Sullivan, a midfielder, and DiPuppo, a goalie, play for the Philadelphia Masters Lacrosse Club, which plays at the Center for Arts and Technology in Phoenixville.
``It's a sport that doesn't die out,'' DiPuppo said, referring to the masters concept. The game at that level involves more passing and is ``slower-moving,'' he said.
WHIPPETS PICK BYFORD * John Byford, a native of England who coached Villa Joseph Marie Academy to PIAA championships in 1993 and 1994, has been named girls' soccer coach at Downingtown. The former Division 2 professional club player served as an assistant coach at Kutztown University last season but was eager to become a head coach again at the high school level.
``If I can't play, the next-best thing is coaching,'' said Byford, who spent five years playing at the professional level in England.
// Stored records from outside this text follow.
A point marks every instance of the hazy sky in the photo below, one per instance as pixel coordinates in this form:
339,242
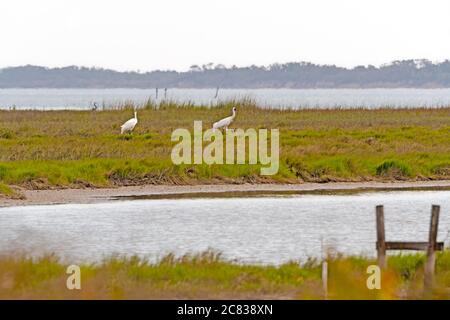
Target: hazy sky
174,34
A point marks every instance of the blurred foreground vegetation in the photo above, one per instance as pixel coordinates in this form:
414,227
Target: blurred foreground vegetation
209,276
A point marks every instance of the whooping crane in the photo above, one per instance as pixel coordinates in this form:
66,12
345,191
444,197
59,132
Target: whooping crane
129,125
225,122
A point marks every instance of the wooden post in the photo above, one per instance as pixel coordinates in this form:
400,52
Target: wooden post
325,278
381,238
431,253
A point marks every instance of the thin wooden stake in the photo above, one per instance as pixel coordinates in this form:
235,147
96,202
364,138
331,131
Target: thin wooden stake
431,253
325,278
381,238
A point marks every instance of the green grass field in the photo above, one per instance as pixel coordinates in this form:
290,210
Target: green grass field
48,149
208,276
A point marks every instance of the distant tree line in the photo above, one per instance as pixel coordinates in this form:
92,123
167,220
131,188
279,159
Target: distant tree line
407,73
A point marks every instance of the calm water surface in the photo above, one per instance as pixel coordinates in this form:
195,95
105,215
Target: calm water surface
277,98
268,230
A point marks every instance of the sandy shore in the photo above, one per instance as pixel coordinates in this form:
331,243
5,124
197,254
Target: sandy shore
40,197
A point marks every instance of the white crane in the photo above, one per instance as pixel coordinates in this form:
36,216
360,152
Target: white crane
129,125
225,122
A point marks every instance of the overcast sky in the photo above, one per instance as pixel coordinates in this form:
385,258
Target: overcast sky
174,34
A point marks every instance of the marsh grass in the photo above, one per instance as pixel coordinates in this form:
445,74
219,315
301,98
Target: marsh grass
208,276
47,149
He is the coach of the Eastern Pennsylvania Youth Soccer Association's girls' 15-and-under state select team.
Last season, Downingtown had a 16-5 record under coach Mike Fuguet. The third-seeded Whippets lost to Owen J. Roberts in the second round of the District 1 tournament. Byford has high hopes for this season.
``We have some talent,'' he said. ``I think we can make the state playoffs.''
ERTELL STEPS DOWN * Phoenixville athletic director Jack Ertell has joined a list of area athletic administrators and coaches to step down after long careers. The 53-year-old Ertell, who retired as a social studies teacher at the high school after 32 years, was the Phantoms' AD for 14 years. He served as an assistant athletic director before that.
At Phoenixville, Ertell joined John ``Doc'' Kennedy in resigning. Kennedy stepped down as the Phantoms' baseball coach after 20 years.
Ertell took advantage of a state provision allowing teachers under age 65 with more than 30 years of experience to retire during a two-month period. During his tenure at Phoenixville, he was instrumental in forming the Pioneer Athletic Conference. The Phantoms had previously played in the Ches-Mont League.
``It was a difficult decision for me,'' Ertell said of his retirement. ``Severing my ties with the boosters and the coaches was not easy.''
Ertell said he probably won't be too far from Phoenixville athletics when he returns from a trip to visit family in Arizona.
``I'll probably join the boosters,'' he said.
OPTIMISM AT CHEYNEY * Cheyney's football team hasn't scored a victory in 44 games, but new athletic director Gregory Smith hopes to be the impetus for a program that will get the team on the right track. He knows it won't be easy.
``It's a tall order,'' said Smith, who came to Cheyney from Towson State University, where he was a professor of sports management. ``Things could be worse. We could be oh-for in all sports. I came here because I wanted to be part of a rebuilding process.''
Smith, who holds a doctorate from Temple, will teach in Cheyney's physical-education and recreation department in addition to his duties as athletic director.
And that's what Smith likes about the opportunity. He'd like Cheyney to return to its great athletic past, but he emphasizes education.
``I want to create an environment that's conducive to both academics and athletic competition,'' he said.